Ник взял с полки яблоко.
– Значит… – проговорил он, – вы актриса, которая подает большие надежды.
– Слишком громко сказано.
– Ну, не надо, не скромничайте. Вы далеко пойдете. Вам удалось одурачить меня почти так же ловко, как мне вас. И не думайте, что вам удалось скормить мне эту сказочку про приятеля, у которого куча знакомых среди моряков. Как зовут вашего парня?
– Не скажу. Хоть убейте.
Слава Богу, что она назвалась Дженнифер Блэр. Имя Шейлы Моней не дало бы ей ни единого шанса хоть что-нибудь выяснить.
– Ну ладно, – проговорил он, – неважно. Все эти события – дело прошлого.
– Следовательно, эти даты действительно имеют для вас какое-то значение?

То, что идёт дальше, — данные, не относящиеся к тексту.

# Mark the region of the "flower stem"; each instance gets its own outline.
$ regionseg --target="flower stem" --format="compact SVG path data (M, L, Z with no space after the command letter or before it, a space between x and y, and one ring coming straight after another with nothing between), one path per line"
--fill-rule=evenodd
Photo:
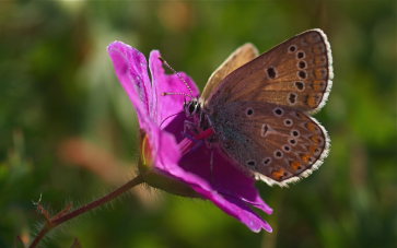
M73 217L79 216L80 214L83 214L90 210L93 210L100 205L103 205L109 201L112 201L113 199L117 198L118 196L120 196L121 193L128 191L129 189L131 189L132 187L140 185L143 182L143 178L141 175L138 175L137 177L135 177L133 179L131 179L130 181L128 181L127 184L125 184L124 186L121 186L120 188L114 190L113 192L106 194L105 197L102 197L93 202L90 202L70 213L65 213L65 214L57 214L56 216L47 220L46 224L43 226L42 231L37 234L37 236L35 237L35 239L33 240L33 243L31 244L30 248L34 248L37 247L38 243L44 238L44 236L50 232L51 229L54 229L56 226L62 224L63 222L67 222Z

– И даже очень большое, но в те дни мы были всего лишь любителями. Пятое июня 1951-го – нападение на казармы в Эбринггоне, в графстве Дерри. Большой успех. Двадцать пятое июня 1953-го – офицерский учебный корпус школы в Фелстеде, Эссекс. Хорошая получилась потасовка. Двенадцатое июня 1954-го – казармы в Гоухе, Армах. Ничего особенного не добились, но им пошло на пользу. Семнадцатое октября 1954-го – казармы в Омахе. У нас появилось пополнение. Двадцать четвертое апреля 1955-го – военно-воздушная база ВМФ в Эглингтоне, Дерри. Гм… Никаких комментариев. Тринадцатое августа 1955-го – склад в Арборфилде, Беркшир. Сначала все шло успешно, но потом нам здорово намяли бока. После этой операции мы долго зализывали раны.
В одной из опер Пуччини есть ария со словами: «О мой любимый отец». В этом месте Шейла всегда плакала. «Как бы то ни было, дорогой мой, – подумала она, – где бы ты ни был, не осуждай меня за то, что я сделала и на что, возможно, решусь еще раз до наступления рассвета. Это был единственный способ выполнить твое последнее пожелание, хотя, уверена, ты не одобряешь меня. Ведь у тебя всегда были высокие идеалы, а у меня – никаких. Все, что произошло в те годы, меня не касается. У меня более простая и понятная проблема. Я попалась, меня поймал на крючок твой сверстник».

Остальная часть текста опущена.